Any Generic Democrat Will Do! Poll Shows Unnamed Dem Beats Joe Biden in Beating Trump

Former U.S. Vice President Joe Biden delivers a keynote address regarding the future of the middle class, at the Brookings Institution, on May 8, 2018 in Washington, DC. (Photo: Mark Wilson/Getty Images)

Any Generic Democrat Will Do!

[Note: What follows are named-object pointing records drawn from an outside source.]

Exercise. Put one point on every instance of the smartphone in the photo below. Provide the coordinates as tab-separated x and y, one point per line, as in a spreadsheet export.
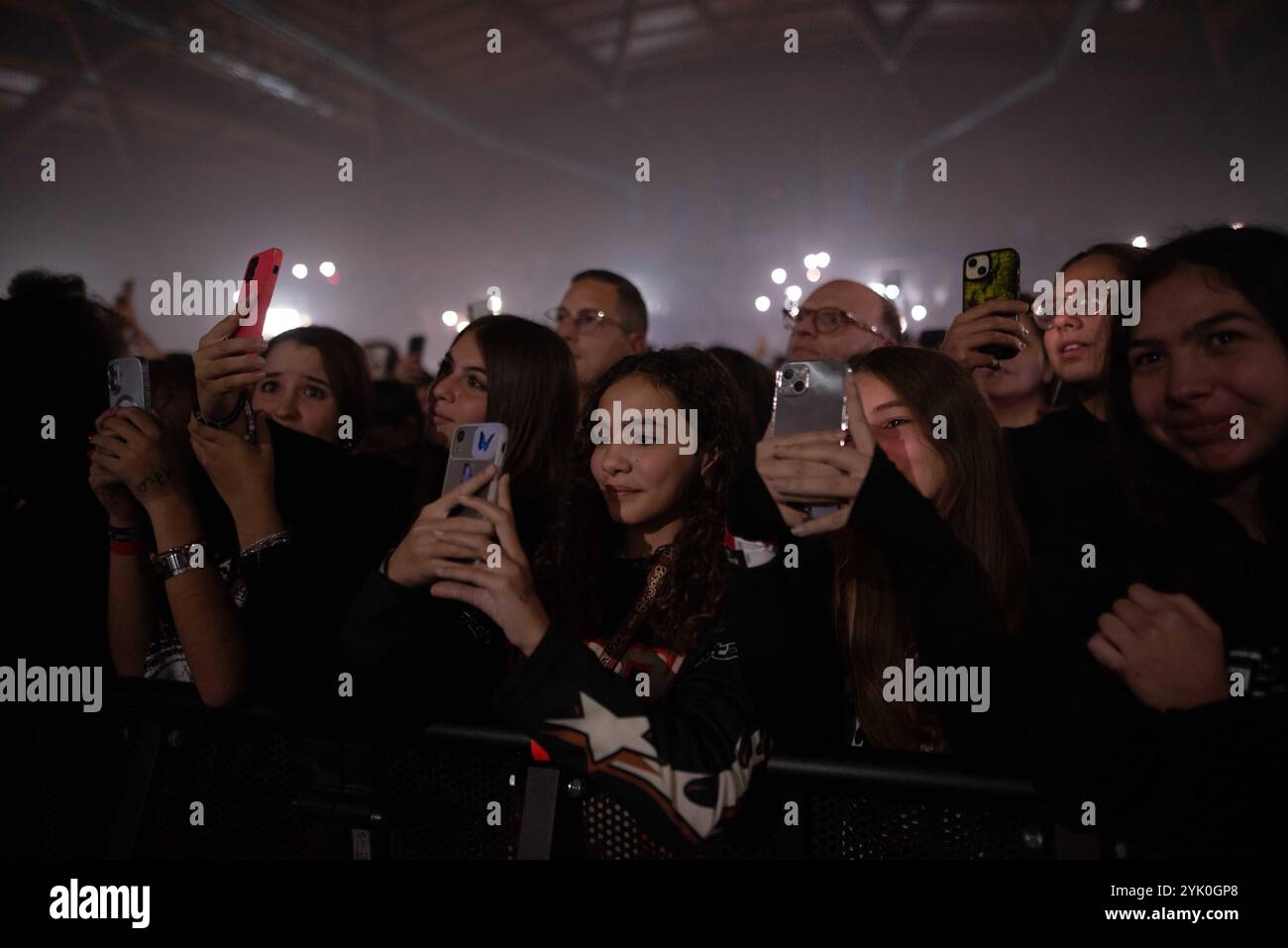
473	450
129	384
992	274
262	272
811	397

Poll Shows Unnamed Dem Beats Joe Biden in Beating Trump

If election were held today, 48 percent of voters said they'd back a nameless Democratic candidate and just 35 percent would pick Trump

A new poll out Wednesday reveals that a generic Democratic candidate has a better chance than former Vice President Joe Biden of beating President Donald Trump.

The new Morning Consult/Politico poll (pdf) shows that if the 2020 election were held today, 44 percent of voters would choose Biden, while 37 percent would pick Trump, giving the former vice president a 7-point edge.

If the choice were between re-electing Trump and a nameless Democratic candidate, however, 48 percent said they'd back the Democratic candidate and just 35 percent would pick Trump, a 13-point difference.

The online survey of 1,993 registered voters was conducted July 26-30, a week after Trump said, "I dream about Biden" being the Democratic presidential candidate in 2020 and argued that President Barack Obama "took him out of the garbage heap."

Biden, who's stressed he's "not Bernie Sanders," has said he'd announce by January whether or not he'll be running.

According toCNN analyst Harry Enten, "It's certainly conceivable that someone who isn't very liberal could win the Democratic nomination in 2020. It will be difficult, however. We saw Clinton tack to the left in 2016 because she felt the pressure on the left from Sanders. Expect the pressure to be even greater on Democrats heading into 2020."

Just ahead of her win in New York's congressional primary, Alexandria Ocasio-Cortez said it was time "to talk about the future of the Democratic Party," and argued that "what we desperately need right now are fierce advocates for economic, social, and racial justice."